Bayer taps Roche's Bill Anderson to lead pharma giant as CEO
We now know where Roche’s ex-pharma chief Bill Anderson is going.
German pharma giant Bayer announced Wednesday that Anderson will be taking on the role as CEO, less than six weeks after Anderson stepped down from his perch at Roche as head of the group’s pharmaceutical division.
Roche announced back in December that Anderson would depart on Dec. 31 to “pursue opportunities outside of Roche.” His replacement, Genentech vet and Roche’s current head of global product strategy, Teresa Graham, will start her role in March.
Bayer said that its supervisory board appointed Anderson to become CEO, which will take effect on June 1, joining Bayer’s management board on April 1. Current CEO Werner Baumann, who has worked at Bayer for the last three-plus decades and helmed the company for the past seven years, will be retiring from the conglomerate in May.
Bayer also said that Anderson and Baumann will be working closely with each other to ensure a “smooth transition” before Baumann leaves his post.
Anderson was elected CEO in a unanimous vote after Bayer started searching for a new CEO sometime in the middle of 2022, per a press release.
Anderson, who has a background in chemical engineering, started out in the biotech world at Biogen, making his way up to VP and general manager of the biotech’s neurology business unit. Starting in 2006, he joined Genentech, working up the ladder between Genentech and Roche until he became CEO of Genentech in late 2016.
After two years in that position, he then switched to helm Roche Pharmaceuticals, succeeding current Gilead CEO Daniel O’Day.
Roche’s Pharma division is an academy for CEOs. Pascal Soriot, Dan O’Day. Whoever is next will be one too.
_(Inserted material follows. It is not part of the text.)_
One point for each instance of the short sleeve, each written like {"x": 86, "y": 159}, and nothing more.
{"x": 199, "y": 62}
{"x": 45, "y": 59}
— Brad Loncar (@bradloncar) December 10, 2018
Bayer’s supervisory board chair Norbert Winkeljohann said in a statement that Anderson “is the ideal candidate to lead Bayer together with the team into a new, successful chapter at a time of a disruptive innovation cycle in biology, chemistry and artificial intelligence.”
Anderson said in a statement Wednesday that Bayer’s “leading R&D investments in agriculture, medicines and consumer health hold the promise for additional breakthroughs.”
Anderson will join Bayer in the middle of a year previously expected to face the full brunt of inflation, akin to what Baumann said on Bayer’s Q3 earnings call last year. While the impact of inflation was not strongly felt in the midst of Bayer’s operations last year, he said to “expect the full cost inflation effects across the value chain to actually materialize” in 2023.